/PArL-Compiler

Compiles program in a particular language PArL to run its PArIR instructions - Compiler Yr2 UM SD. README.md may not be the fully updated documentation.

Primary LanguagePython

Documentation PaRL Compiler for CPS2000

The compiler is split into the lexer, astnodes and parser and visitors to print nodes, for semantic analysis and for code generation of instructions understood by the Pardis VM. Hence, this compiler uses the Visitor Design Pattern.

  • lexer module:
    • Lexer class: has character categories and using them, identifies the tokens of the code string provided.
  • astnodes module: contains all the ASTNode classes (eg ASTPrintStatementNode) for the ParL language which may or may not be used for the AST generation.
  • parser module:
    • Parser class: parses the tokens created by the lexer and creates the AST node objects with the tokens provided by the lexer.
  • Visitors - these have visit node functions for all ASTNode classes:
    • PrintNodesVisitor - displays an AST (Abstract Syntax Tree) structure of nodes in the console as a string
    • SemanticAnalysisVisitor - performs type checking and scope checking (compares types and validates)
    • CodeGenerationVisitor - writes or generates PArIR instructions of code to a file, upon which these instructions should be copied in the VM input.

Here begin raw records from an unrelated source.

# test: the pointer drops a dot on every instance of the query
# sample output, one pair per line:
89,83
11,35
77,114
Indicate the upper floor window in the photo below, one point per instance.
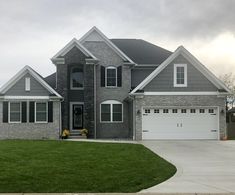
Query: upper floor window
40,112
77,80
111,111
111,76
180,75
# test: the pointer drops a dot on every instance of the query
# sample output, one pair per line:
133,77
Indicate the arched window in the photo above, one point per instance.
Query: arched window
111,111
77,80
111,76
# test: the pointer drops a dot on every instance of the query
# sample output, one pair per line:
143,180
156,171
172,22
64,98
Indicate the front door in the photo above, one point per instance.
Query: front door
77,116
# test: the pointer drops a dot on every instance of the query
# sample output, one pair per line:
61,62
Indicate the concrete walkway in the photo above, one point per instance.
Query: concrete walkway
202,166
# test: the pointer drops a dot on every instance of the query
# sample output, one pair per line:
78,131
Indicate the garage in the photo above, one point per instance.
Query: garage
180,123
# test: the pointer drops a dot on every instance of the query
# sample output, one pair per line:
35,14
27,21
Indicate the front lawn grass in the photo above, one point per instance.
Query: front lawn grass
62,166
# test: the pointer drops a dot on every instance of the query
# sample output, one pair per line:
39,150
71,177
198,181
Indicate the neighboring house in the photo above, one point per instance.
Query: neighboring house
231,123
119,88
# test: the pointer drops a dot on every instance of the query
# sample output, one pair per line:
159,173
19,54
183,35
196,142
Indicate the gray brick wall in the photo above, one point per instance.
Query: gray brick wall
74,58
159,101
108,57
35,88
31,130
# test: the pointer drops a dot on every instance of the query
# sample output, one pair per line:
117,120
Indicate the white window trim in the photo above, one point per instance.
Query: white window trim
35,112
27,84
111,102
71,81
9,113
110,67
185,75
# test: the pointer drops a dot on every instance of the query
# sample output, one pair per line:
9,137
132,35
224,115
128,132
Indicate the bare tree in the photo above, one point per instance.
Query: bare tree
229,81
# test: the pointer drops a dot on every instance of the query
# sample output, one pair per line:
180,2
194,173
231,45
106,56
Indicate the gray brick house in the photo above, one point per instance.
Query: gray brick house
116,88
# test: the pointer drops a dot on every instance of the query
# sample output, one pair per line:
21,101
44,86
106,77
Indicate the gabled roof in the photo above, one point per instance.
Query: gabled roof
198,65
34,74
51,80
107,41
73,43
142,52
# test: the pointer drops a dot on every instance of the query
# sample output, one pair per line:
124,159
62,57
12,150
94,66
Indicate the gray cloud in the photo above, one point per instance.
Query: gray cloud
32,31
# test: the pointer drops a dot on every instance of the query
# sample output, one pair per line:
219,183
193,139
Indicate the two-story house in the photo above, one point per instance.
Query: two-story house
116,88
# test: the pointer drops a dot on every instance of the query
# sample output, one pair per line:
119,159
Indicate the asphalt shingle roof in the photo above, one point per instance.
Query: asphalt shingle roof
142,52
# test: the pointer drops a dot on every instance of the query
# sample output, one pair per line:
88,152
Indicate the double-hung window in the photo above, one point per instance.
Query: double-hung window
111,76
77,80
180,75
111,111
15,112
41,112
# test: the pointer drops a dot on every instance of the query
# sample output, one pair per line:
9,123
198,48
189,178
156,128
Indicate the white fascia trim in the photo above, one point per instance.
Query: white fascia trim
107,41
13,80
73,43
156,71
183,93
192,60
25,97
20,74
205,71
43,83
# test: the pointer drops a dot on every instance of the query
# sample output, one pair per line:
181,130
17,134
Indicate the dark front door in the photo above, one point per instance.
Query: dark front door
77,116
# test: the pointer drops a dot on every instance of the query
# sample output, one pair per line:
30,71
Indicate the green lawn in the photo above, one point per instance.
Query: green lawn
62,166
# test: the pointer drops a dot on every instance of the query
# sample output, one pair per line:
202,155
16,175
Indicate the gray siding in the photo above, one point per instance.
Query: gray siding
159,101
165,80
108,57
138,75
36,89
31,130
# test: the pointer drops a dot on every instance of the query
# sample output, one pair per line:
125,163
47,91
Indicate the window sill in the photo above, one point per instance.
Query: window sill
180,86
77,88
111,122
41,122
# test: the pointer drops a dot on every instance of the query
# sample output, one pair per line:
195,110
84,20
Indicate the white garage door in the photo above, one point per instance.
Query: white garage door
179,123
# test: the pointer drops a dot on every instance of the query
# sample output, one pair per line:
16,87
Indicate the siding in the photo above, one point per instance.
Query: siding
36,89
158,101
138,75
108,57
165,80
31,130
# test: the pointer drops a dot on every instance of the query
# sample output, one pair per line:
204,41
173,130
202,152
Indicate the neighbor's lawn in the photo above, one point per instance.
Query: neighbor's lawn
61,166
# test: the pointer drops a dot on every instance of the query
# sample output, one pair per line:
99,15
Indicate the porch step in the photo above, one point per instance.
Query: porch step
76,134
77,137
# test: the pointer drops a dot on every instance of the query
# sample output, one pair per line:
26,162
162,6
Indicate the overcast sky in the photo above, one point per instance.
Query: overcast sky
32,31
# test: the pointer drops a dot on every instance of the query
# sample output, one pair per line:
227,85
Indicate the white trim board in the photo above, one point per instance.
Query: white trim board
34,74
73,43
183,93
25,97
107,41
181,50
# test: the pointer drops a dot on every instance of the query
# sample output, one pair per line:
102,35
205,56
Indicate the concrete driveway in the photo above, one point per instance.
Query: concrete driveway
202,166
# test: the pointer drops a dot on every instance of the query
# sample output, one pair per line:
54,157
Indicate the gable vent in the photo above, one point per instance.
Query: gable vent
27,84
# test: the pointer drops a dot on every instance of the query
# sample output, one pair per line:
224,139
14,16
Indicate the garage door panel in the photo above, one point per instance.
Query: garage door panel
180,125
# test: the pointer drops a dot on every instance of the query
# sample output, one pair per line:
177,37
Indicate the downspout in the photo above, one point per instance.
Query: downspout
134,119
95,100
60,126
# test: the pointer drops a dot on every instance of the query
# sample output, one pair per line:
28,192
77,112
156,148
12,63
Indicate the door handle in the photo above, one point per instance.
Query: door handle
145,130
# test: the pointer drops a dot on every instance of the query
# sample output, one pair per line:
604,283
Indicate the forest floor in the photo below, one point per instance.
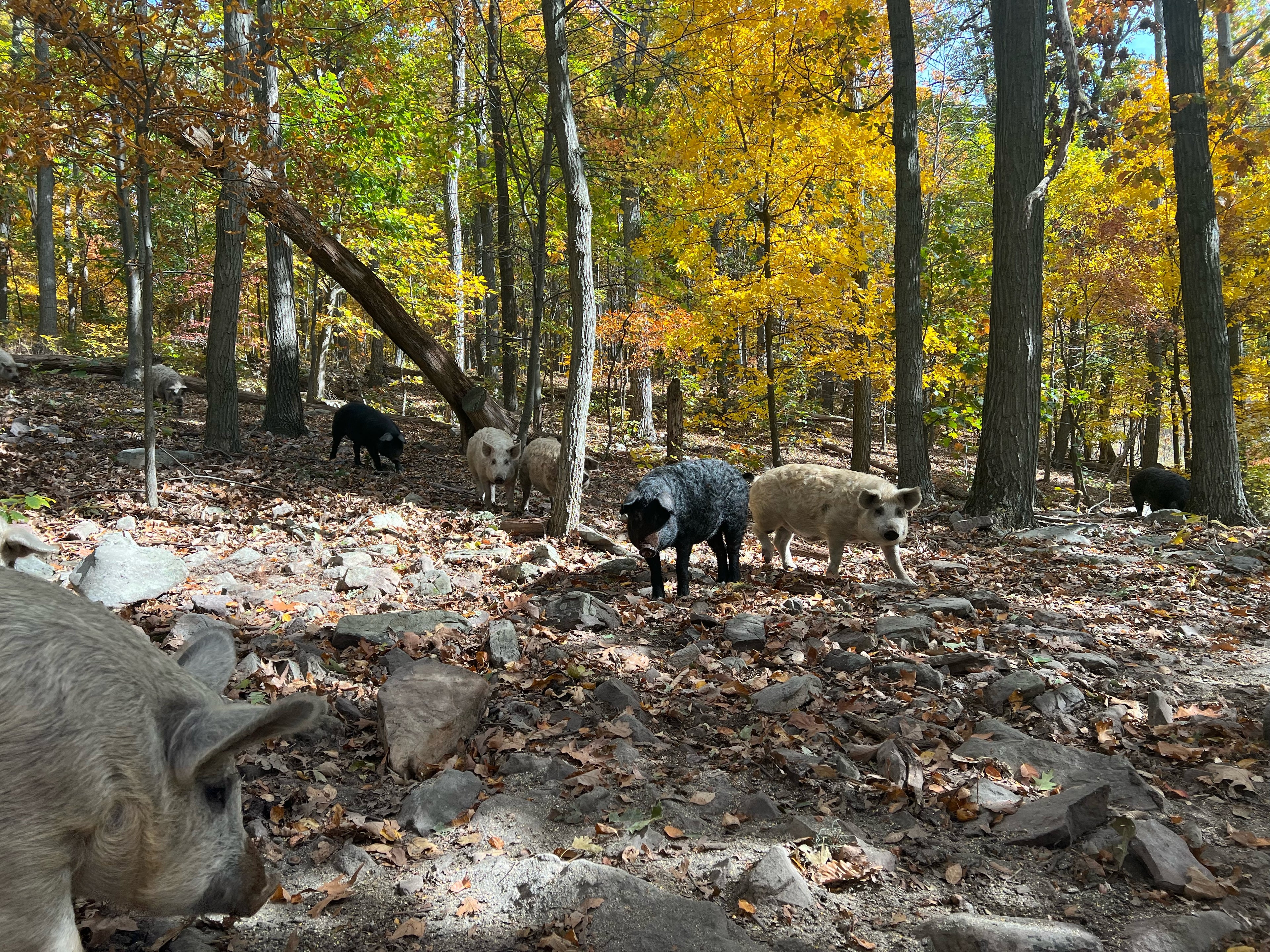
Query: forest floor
657,855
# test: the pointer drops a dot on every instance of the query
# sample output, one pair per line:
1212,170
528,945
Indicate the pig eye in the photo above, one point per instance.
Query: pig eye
218,795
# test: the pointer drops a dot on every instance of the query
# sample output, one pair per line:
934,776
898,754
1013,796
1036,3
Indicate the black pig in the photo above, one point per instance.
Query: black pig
366,427
695,500
1164,489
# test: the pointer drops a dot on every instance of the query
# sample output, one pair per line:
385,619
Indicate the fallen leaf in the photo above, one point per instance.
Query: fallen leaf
414,928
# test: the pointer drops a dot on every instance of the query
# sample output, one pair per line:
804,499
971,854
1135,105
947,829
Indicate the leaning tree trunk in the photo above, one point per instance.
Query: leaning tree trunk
1217,487
284,407
42,215
503,197
131,273
454,222
1005,475
276,204
567,507
223,409
915,462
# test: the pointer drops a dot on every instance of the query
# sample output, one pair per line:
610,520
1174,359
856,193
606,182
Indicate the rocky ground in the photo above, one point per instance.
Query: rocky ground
1064,727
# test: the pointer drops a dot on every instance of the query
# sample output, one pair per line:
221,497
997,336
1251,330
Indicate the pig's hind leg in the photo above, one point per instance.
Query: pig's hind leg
39,914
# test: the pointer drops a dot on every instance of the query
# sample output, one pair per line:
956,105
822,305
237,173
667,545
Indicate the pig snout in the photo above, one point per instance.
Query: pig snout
240,888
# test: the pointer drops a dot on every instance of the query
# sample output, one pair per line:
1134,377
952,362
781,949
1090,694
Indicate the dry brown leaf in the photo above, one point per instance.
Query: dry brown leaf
414,928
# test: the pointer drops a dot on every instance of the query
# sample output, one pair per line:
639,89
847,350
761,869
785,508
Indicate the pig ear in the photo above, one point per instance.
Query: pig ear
210,658
211,732
911,498
18,541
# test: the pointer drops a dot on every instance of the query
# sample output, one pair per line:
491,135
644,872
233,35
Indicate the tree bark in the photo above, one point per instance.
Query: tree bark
534,374
454,222
223,408
1155,399
42,215
567,508
284,405
913,459
131,273
1217,485
1005,476
506,253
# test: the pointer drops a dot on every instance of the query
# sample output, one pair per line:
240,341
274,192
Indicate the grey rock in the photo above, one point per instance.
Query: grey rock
581,610
427,711
1071,767
439,800
136,459
926,676
384,627
774,879
850,662
641,734
352,858
1180,933
915,627
1028,683
746,631
505,644
760,807
1160,709
685,658
616,696
1095,662
84,530
784,698
1060,819
120,573
430,583
991,933
627,565
1061,700
1166,856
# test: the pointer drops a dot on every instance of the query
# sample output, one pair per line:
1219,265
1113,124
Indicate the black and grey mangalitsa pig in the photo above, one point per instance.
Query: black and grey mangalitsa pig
690,502
836,506
366,427
1160,488
117,770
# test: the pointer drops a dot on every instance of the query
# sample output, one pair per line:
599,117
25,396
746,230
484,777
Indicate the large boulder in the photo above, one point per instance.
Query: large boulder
427,711
1071,767
120,573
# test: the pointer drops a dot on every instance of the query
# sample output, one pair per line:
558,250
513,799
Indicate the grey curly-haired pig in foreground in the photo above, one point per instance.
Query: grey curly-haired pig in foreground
117,770
837,506
167,385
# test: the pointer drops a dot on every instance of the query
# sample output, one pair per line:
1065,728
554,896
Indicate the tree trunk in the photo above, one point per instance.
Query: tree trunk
1217,485
454,224
534,374
862,424
1155,397
506,253
284,407
674,420
42,216
223,408
1005,476
567,508
913,459
131,273
487,252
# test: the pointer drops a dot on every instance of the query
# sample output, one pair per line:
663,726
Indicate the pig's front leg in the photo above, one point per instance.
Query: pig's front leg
39,914
892,554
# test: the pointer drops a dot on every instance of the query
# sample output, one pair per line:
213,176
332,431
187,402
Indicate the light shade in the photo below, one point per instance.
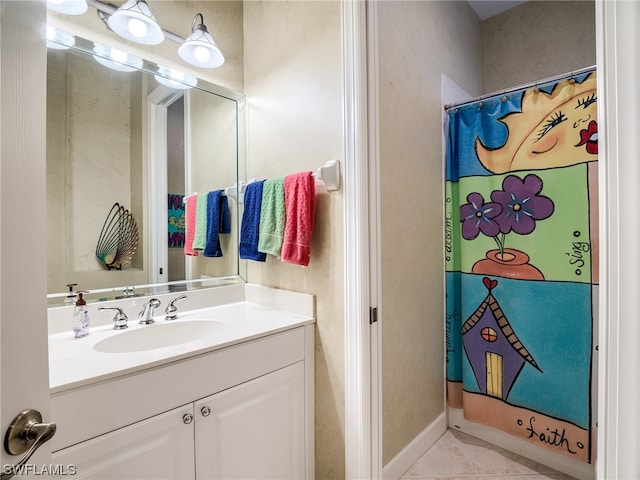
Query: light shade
68,7
199,49
58,39
175,79
134,21
116,59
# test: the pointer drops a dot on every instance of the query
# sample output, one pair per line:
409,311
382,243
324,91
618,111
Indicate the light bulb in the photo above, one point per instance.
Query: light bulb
137,27
202,54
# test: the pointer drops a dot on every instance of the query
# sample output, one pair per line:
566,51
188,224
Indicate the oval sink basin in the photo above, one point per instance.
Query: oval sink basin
159,335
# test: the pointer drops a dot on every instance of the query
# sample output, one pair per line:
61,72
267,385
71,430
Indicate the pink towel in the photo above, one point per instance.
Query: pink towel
190,225
300,204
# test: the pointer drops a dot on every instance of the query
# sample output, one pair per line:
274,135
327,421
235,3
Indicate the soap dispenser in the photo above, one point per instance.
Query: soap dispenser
80,317
71,297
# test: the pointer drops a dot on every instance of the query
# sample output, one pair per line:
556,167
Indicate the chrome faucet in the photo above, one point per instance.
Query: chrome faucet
172,311
146,315
119,318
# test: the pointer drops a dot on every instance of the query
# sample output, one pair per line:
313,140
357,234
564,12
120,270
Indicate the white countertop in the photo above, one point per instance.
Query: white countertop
73,362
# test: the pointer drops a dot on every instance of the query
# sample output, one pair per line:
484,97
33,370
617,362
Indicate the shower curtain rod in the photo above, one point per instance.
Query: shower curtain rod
520,87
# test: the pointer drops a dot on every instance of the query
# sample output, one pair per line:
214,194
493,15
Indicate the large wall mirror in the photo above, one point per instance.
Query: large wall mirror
143,142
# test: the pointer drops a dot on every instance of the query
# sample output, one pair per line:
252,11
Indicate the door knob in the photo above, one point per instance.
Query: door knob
26,433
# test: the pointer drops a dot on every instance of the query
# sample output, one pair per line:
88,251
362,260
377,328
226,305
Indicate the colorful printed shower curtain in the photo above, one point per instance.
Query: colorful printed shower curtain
522,262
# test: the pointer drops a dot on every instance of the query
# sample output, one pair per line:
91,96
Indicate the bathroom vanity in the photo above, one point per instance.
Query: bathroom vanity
224,391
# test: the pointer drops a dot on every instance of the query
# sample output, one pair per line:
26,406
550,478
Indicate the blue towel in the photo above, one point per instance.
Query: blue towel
218,221
251,223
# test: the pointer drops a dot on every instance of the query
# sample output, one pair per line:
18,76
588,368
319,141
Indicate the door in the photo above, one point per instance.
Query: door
494,374
24,378
160,447
254,430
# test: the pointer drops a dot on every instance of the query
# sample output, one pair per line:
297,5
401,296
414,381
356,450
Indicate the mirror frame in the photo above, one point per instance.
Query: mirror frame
85,47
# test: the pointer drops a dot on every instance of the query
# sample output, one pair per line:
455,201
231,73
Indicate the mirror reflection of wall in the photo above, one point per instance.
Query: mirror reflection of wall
94,159
98,144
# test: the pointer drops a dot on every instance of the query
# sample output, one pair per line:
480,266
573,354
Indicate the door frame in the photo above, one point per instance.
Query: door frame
618,77
24,362
158,103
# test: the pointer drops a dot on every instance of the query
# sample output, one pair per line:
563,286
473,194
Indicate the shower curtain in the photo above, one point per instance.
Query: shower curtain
521,248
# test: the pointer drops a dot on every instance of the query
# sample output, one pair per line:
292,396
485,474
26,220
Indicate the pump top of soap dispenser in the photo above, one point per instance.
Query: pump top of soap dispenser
71,295
81,301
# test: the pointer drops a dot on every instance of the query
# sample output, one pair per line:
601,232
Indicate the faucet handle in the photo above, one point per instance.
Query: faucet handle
119,319
171,309
146,315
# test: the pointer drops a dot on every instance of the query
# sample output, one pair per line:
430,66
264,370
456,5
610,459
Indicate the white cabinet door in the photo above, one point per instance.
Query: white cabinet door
158,448
255,430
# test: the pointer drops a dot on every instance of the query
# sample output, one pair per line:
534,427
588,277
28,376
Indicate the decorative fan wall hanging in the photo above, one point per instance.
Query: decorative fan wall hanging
118,239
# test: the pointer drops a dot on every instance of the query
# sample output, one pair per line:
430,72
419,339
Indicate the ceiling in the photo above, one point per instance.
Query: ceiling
489,8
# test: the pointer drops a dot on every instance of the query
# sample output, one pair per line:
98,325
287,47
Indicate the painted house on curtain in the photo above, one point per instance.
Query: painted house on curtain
521,219
496,355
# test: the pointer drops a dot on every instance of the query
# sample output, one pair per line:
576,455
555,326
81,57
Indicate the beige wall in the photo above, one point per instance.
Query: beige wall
418,41
293,83
538,40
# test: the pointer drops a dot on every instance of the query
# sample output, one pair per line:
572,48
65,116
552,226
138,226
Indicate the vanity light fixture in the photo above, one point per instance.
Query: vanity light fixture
68,7
199,49
134,21
58,39
172,78
116,59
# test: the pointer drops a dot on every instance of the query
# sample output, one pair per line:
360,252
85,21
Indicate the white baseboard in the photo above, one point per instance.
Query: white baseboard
562,463
399,465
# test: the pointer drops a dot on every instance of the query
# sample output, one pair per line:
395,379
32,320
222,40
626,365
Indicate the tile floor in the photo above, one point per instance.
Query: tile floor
457,455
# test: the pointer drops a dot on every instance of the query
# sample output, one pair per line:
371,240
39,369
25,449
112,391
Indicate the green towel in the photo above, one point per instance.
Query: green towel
272,217
200,235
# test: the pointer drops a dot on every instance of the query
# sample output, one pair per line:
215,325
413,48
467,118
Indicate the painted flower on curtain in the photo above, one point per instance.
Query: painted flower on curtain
515,208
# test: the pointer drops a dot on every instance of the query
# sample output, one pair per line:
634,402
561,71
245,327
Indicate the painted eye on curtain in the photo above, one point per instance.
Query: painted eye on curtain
554,129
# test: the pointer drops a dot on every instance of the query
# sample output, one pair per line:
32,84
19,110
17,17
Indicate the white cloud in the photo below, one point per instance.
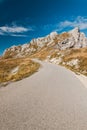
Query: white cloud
80,22
14,30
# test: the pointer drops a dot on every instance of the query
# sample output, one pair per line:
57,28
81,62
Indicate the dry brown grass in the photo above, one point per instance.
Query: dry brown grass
26,68
81,55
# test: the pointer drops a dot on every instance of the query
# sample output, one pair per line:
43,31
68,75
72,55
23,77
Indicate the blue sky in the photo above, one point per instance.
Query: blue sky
23,20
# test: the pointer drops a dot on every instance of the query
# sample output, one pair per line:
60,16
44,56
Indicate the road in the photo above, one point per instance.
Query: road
51,99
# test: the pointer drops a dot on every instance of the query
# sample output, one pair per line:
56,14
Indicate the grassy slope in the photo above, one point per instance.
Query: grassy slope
26,68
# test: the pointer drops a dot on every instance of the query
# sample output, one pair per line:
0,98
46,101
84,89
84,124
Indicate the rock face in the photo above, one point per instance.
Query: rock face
66,40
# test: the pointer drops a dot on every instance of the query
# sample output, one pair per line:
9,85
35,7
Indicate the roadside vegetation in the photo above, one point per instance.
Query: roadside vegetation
16,69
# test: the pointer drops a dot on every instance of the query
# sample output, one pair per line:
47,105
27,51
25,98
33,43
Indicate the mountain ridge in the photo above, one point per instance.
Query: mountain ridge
63,41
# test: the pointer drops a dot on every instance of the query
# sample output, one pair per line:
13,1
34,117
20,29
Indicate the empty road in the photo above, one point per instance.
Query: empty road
51,99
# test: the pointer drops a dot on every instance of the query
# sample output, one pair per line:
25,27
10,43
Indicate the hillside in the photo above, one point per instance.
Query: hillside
68,49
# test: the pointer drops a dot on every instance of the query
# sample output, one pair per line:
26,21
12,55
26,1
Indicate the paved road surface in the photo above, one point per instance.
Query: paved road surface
51,99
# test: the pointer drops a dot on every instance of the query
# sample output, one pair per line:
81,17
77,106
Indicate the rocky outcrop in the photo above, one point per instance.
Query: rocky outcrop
66,40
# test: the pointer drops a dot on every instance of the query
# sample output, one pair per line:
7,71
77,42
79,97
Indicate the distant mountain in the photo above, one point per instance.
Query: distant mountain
66,40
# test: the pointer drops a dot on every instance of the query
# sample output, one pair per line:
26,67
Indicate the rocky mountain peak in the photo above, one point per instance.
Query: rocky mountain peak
67,40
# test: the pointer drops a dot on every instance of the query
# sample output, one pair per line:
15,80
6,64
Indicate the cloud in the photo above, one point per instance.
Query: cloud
80,22
14,30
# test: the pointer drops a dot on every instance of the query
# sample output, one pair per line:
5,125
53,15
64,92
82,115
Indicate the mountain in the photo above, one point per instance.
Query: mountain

There is no website link to the VM in the GitHub repository, as it is not owned by me. The code part of the project stops after code generation (Task 4) and implementing array functionality (Task 5). The PArIR instructions are copied from the instructions file to the VM input. The same goes for the Assignment Question (mentioned below), which is owned by the lecturer under the University of Malta.

Note that throughout the documentation, the classes may have a small difference in their name, when compared to the codebase, such as SemanticAnalysis and SemanticAnalysisVisitor. Check out the Classes section for more details about the mentioned classes.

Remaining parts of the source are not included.